High-volume TNR project

SNAP-2 IT cat who has just been neuteredThe mass TNR project, which saw dozens of cats fixed and returned, went beautifully thanks to the work of Kyla Jones, director of SNAP-2 IT. Their organization is dedicated to increasing the save rate for the area's municipal shelters through spay and neuter services, which they offer for free to the public. Since their inception in 2009, they have trapped, neutered and returned over 1,500 cats, and Kyla understands the importance of focusing resources to get a whole colony fixed at once.

"This high-volume TNR project targeted five apartment complexes, all under the same management company," shares Kyla. "They were very cooperative. They've been doing spot trapping, where two to seven cats have been fixed per week by a colony caregiver, but it wasn't making a dent in their cat populations."

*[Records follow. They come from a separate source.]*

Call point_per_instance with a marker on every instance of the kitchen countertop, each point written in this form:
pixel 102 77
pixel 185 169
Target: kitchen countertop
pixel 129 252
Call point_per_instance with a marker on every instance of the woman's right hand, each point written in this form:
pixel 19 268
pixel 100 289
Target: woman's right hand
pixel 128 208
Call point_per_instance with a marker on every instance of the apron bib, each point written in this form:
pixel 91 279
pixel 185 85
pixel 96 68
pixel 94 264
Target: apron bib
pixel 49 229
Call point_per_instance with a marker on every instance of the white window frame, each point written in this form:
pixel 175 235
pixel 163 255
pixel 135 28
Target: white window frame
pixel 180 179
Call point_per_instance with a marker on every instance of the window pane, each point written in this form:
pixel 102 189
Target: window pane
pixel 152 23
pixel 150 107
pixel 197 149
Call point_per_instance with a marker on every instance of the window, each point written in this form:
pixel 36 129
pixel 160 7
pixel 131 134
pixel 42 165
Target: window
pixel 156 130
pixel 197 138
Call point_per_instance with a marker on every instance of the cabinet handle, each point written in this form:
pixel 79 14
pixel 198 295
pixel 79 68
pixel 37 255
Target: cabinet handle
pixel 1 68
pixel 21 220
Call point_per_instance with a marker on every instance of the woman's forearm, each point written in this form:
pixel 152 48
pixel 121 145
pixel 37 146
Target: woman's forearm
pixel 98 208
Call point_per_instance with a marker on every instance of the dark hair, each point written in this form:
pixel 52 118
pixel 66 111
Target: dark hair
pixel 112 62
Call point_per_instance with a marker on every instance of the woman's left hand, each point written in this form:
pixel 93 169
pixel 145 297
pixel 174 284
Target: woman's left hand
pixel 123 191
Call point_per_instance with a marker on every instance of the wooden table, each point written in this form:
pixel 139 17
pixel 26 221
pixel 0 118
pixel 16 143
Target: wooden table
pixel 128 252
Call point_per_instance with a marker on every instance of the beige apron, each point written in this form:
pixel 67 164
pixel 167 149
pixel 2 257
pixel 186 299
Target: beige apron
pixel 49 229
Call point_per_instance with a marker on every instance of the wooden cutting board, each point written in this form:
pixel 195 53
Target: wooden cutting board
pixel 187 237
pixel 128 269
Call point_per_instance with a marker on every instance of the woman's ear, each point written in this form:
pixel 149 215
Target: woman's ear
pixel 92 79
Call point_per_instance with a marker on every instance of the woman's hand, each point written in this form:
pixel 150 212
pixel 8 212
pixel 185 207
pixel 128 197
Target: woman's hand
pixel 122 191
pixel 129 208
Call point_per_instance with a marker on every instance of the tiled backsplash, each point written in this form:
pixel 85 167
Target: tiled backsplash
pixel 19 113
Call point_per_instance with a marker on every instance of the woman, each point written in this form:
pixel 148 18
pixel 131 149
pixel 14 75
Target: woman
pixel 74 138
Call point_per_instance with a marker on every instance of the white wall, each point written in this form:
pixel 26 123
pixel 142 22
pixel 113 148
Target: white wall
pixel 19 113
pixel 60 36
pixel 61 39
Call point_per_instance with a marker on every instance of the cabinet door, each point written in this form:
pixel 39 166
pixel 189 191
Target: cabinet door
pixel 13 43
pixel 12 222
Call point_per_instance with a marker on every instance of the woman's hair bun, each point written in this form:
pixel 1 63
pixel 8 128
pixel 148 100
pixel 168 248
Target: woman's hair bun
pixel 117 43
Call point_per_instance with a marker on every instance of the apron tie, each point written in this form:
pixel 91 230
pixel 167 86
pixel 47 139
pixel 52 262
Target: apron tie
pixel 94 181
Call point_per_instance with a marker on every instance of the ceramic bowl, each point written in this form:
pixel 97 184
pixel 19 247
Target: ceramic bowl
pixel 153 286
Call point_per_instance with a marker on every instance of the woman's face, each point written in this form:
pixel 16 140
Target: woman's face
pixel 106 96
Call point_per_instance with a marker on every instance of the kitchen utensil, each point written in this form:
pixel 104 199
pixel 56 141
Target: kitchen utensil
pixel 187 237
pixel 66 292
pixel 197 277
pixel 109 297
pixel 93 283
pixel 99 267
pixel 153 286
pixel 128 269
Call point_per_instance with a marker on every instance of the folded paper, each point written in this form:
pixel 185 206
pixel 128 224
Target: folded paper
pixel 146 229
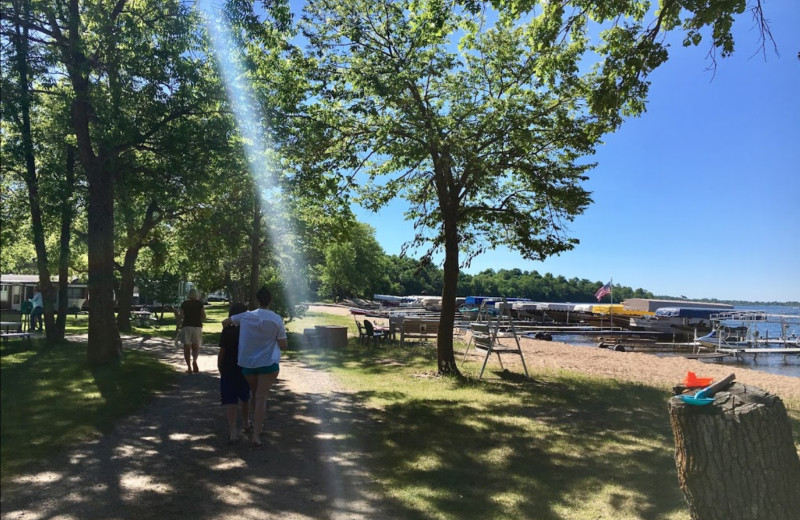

SNAP-2 IT also brought some amazing volunteers to make the most of the event. "I came out to help because cat overpopulation is a problem that has to be addressed, and trap, spay/neuter, (and) release is the most realistic way to control this," shares volunteer Farrar Seymour. "To ignore these innocent animals, in my eyes, is just as cruel as killing them. If we do not work to control the rate of reproduction in feral cat communities, we are absolutely giving them a sentence of suffering and death."

"TNR helps (stop) the process of overpopulation, and it is very rewarding to know that is the service I am helping provide these animals," says Helen Preston of why she volunteered for the event.

The program will continue to have more mass TNR projects and build on its success. In 2012, 539 cats were fixed, and January 2013 was the first month when no healthy cats were killed in the shelter.